How? By abusing contracts, tax law, and market power to dominate consumers and productive enterprises so as to extract quick cash. Most "markets" in this country have become monopolies or oligopolies — the deliberate result of mergers and acquisitions coordinated on Wall Street. A generation of pressure from finance means corporations are now mainly expected to think only about the next quarter's profits, and to immediately disgorge them all — or more than all — to shareholders and executives.

Pick some economic abuse disproportionately affecting women or minorities, and it's a safe bet that some finance goons will be up to their neck in it. And that's setting aside actual criminal actions, like systematic document fraud that kicked nine million people out of their homes.

Dodd-Frank was a step in the right direction, but about 1/40th the proper size. We need cricket bat regulation.

Bernie Sanders got tremendous political mileage out of arguing that big banks must be broken up, his signature call to to wrest political power away from the "millionaires and billionaires," and above all from his palpable contempt for the ultra-rich. By necessity, taking a credible populist stand now means a ferocious attack on Wall Street.

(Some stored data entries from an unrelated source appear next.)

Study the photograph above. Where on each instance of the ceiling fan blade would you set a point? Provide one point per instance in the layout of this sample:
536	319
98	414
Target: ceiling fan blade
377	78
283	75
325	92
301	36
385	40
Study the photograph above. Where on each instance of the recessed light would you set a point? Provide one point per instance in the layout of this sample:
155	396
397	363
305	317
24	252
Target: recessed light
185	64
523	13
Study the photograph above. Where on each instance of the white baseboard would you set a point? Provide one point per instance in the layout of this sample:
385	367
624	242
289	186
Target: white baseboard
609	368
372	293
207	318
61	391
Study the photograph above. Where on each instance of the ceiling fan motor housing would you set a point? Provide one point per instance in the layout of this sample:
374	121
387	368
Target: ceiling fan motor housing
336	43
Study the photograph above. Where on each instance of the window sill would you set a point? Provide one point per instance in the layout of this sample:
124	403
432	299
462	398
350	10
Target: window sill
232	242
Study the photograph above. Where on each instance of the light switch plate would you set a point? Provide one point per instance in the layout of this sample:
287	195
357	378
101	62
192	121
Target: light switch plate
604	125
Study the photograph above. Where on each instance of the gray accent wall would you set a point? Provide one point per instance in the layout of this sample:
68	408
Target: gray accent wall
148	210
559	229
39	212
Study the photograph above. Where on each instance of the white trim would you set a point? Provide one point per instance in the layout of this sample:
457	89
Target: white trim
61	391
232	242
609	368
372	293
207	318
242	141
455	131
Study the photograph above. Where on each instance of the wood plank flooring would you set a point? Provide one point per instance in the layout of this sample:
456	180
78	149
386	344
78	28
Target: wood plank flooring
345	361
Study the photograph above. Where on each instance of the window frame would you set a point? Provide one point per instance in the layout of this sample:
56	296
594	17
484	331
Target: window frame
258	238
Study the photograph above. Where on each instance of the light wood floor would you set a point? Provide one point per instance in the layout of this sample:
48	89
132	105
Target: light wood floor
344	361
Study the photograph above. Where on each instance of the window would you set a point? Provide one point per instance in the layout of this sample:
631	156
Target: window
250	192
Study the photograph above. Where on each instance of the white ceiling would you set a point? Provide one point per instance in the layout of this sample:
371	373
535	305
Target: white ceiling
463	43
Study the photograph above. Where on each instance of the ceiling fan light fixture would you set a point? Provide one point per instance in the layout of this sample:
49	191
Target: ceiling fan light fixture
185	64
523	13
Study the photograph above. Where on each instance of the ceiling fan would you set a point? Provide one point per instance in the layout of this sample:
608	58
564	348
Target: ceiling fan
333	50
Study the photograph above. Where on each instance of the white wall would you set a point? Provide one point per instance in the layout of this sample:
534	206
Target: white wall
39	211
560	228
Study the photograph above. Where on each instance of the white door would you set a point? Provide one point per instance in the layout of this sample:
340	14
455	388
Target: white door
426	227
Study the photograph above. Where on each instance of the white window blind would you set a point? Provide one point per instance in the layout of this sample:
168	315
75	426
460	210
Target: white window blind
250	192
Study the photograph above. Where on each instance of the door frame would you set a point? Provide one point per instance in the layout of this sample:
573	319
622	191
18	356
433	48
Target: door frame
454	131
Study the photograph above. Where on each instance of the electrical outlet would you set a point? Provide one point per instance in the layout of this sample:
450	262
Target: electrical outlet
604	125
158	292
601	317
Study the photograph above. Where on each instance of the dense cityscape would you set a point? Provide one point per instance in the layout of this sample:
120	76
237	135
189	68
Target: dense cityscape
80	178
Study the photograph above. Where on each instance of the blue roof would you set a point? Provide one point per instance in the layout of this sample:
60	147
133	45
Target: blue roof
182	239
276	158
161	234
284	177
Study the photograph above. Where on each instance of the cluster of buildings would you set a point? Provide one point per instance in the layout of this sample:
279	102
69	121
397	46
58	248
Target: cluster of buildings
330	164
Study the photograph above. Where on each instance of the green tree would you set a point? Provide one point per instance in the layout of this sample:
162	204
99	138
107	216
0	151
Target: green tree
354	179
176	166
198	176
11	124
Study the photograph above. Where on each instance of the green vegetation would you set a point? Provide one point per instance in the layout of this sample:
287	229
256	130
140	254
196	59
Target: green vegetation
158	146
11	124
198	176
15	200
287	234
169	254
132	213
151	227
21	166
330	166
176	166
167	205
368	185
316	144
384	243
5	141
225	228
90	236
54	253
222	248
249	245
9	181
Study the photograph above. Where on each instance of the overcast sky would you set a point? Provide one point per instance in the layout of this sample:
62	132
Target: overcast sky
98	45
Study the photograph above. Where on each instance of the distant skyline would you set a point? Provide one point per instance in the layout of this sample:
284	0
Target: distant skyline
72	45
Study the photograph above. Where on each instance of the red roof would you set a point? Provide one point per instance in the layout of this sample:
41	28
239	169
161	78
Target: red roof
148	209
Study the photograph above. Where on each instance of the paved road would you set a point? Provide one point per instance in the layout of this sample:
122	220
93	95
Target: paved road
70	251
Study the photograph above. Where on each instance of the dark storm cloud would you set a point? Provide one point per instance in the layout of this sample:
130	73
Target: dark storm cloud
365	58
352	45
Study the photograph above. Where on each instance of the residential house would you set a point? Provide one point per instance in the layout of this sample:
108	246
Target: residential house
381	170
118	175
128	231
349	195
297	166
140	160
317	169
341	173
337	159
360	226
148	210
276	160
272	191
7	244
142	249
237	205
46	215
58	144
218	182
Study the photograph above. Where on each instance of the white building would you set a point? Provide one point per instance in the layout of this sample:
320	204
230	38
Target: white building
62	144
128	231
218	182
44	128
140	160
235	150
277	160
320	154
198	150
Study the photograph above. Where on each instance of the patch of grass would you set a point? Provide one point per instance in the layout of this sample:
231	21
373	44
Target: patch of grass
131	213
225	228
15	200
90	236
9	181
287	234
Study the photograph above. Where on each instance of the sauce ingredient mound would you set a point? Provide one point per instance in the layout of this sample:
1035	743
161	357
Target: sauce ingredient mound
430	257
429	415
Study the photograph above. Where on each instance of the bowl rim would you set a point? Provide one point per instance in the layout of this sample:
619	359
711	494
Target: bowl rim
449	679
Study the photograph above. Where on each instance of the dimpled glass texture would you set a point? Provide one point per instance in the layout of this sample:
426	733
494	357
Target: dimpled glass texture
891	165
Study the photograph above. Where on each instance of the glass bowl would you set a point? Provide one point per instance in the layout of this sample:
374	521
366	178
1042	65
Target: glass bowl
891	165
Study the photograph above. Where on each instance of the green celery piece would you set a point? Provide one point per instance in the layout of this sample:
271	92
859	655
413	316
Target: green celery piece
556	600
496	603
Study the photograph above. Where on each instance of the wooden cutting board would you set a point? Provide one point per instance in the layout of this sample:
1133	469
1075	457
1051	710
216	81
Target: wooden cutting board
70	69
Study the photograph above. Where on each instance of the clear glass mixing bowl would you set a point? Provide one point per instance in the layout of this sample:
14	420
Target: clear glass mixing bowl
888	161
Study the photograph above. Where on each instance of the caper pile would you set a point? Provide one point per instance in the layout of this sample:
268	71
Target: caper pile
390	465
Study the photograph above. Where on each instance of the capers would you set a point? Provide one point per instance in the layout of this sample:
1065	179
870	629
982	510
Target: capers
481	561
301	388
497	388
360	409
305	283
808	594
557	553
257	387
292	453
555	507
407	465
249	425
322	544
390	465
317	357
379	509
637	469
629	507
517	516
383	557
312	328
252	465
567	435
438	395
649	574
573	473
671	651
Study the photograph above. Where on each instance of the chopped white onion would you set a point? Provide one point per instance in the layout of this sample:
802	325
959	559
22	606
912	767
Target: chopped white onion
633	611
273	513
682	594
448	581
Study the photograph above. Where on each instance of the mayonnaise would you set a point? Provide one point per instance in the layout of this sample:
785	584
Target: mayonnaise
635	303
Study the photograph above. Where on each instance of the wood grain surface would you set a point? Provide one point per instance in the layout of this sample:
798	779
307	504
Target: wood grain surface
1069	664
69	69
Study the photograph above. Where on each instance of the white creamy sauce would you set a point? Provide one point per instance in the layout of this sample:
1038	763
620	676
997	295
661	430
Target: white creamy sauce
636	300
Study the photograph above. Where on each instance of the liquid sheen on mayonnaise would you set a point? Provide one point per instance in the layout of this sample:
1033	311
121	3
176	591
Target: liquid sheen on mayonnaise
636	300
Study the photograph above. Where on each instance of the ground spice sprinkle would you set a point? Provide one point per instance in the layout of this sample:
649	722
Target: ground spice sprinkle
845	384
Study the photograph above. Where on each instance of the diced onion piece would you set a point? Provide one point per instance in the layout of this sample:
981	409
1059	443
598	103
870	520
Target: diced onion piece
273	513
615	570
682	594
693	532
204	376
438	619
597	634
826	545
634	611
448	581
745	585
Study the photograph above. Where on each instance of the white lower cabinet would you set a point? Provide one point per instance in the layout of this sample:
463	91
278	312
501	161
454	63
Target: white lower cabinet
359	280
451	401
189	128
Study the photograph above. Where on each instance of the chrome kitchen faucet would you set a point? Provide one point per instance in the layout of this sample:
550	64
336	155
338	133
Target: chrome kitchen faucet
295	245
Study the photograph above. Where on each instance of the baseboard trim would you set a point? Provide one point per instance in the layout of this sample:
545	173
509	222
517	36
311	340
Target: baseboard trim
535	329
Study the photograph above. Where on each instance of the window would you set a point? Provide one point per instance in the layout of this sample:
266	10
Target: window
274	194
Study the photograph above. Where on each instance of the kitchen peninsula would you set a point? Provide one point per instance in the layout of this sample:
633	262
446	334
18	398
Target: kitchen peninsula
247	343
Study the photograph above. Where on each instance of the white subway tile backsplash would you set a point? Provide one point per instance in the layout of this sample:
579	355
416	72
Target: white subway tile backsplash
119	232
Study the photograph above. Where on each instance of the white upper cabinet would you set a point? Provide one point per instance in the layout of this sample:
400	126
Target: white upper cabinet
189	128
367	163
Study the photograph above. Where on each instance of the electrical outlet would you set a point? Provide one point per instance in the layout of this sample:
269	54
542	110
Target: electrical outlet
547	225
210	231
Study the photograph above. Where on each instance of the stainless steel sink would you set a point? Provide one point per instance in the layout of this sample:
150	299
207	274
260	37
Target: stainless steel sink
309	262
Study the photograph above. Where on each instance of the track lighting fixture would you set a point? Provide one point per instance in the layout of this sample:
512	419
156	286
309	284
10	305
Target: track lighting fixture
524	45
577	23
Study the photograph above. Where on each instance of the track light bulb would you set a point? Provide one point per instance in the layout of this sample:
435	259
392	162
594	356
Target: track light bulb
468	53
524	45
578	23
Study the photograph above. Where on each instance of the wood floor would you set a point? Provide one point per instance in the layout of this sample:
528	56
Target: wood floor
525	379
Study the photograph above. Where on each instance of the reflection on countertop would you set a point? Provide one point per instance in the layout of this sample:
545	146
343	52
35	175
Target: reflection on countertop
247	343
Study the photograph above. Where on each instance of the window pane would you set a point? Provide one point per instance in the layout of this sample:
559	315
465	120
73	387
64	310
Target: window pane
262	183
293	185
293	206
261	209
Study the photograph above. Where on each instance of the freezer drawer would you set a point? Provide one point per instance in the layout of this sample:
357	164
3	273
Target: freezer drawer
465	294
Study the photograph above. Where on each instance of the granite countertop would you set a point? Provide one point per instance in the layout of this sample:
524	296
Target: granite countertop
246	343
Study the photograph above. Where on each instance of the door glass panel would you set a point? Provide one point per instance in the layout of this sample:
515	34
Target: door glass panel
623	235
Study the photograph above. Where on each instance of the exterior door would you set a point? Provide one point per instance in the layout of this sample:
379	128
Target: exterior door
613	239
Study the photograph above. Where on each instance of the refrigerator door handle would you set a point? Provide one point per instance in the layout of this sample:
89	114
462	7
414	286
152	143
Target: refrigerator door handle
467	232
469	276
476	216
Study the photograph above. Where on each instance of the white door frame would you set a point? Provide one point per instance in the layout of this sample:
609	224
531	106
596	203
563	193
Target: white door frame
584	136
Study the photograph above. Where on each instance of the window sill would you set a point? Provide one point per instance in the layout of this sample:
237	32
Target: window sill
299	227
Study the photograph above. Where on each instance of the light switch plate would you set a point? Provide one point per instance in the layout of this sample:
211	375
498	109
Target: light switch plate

If Gillibrand tries to split the difference, and run a Clinton-style campaign of status quo finance plus moderate new social programs, she's likely to be outflanked by a more credible populist. What's more, she will not have Clinton's gigantic head start, nor her total lock on all the party insiders. And with Clinton's astonishing loss to Trump, electability arguments against such a challenger will be far less convincing.

It will be tough — Gillibrand is married to a banker — but a good first step would be to contemptuously refuse all donations from finance for her upcoming reelection campaign. She won in 2012 by 46 points, partly on the strength of gigantic donations from Goldman Sachs. A smaller margin of victory there would pay national electoral dividends.